If I were guessing, I'd say the reason might have been because Grant Green recorded Joe Henderson's The Kicker on his Solid album in June 1964 (which then wasn't released until 1979) and Horace Silver record it on Song for My Father in October 1964, an album that wound up becoming a hit. Blue Note may have wanted to avoid having the Hutcherson and Green albums potentially cannibalize Silver's until they knew where Song for My Father would fare in the marketplace. Henderson didn't get around to recording his own song until 1967, for an album of the same name for Milestone Records.

Or it could have been because Green appeared on only three tracks on Hutcherson's album (was he late to the session?). This may have caused the album to sound instrumentally lopsided to producer Alfred Lion, at which point he decided to hold it. Who knows.

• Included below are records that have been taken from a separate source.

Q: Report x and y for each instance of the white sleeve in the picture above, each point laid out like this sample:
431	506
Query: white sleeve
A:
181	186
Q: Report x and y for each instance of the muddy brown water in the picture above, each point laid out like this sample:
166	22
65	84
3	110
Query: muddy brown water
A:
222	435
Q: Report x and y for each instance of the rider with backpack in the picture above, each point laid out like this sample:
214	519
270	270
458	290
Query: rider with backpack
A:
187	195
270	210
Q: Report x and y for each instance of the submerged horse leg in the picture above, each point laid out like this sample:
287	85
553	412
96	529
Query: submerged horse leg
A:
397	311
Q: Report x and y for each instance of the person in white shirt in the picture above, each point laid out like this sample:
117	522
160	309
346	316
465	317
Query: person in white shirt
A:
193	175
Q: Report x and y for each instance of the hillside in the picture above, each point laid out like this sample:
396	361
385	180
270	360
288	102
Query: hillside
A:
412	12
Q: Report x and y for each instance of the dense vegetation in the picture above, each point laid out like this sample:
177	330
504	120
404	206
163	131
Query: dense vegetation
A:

What we do know is that Hutcherson's The Kicker was recorded in December 1963 and featured Joe Henderson (ts), Bobby Hutcherson (vib), Duke Pearson (p), Grant Green (g), Bob Cranshaw (b) and Al Harewood (d). The album opens with the standard If Ever I Would Leave You, from Lerner and Loewe's Camelot. It was followed by the introspective Mirrors by Joe Chambers, a Hutcherson swinger; Hutcherson's hip, contemporary tribute to Duke Pearson called For Duke P; Henderson's The Kicker and Step Lightly (both major jazz accomplishments, with the latter being a favorite of mine), and Pearson's Bedouin.

There's something so hip and pleasing about Hutcherson and Henderson together. The sound of Hutcherson's vibes was like sprays of exclamation points while Henderson's saxophone sounds like watercolor paint on a slick surface. His tone moves around in such a fluid way and never dries. Uniting these two was Pearson's joyous piano and the rock solid time of Cranshaw and Harewood. Add Green on guitar and the fuse is lit.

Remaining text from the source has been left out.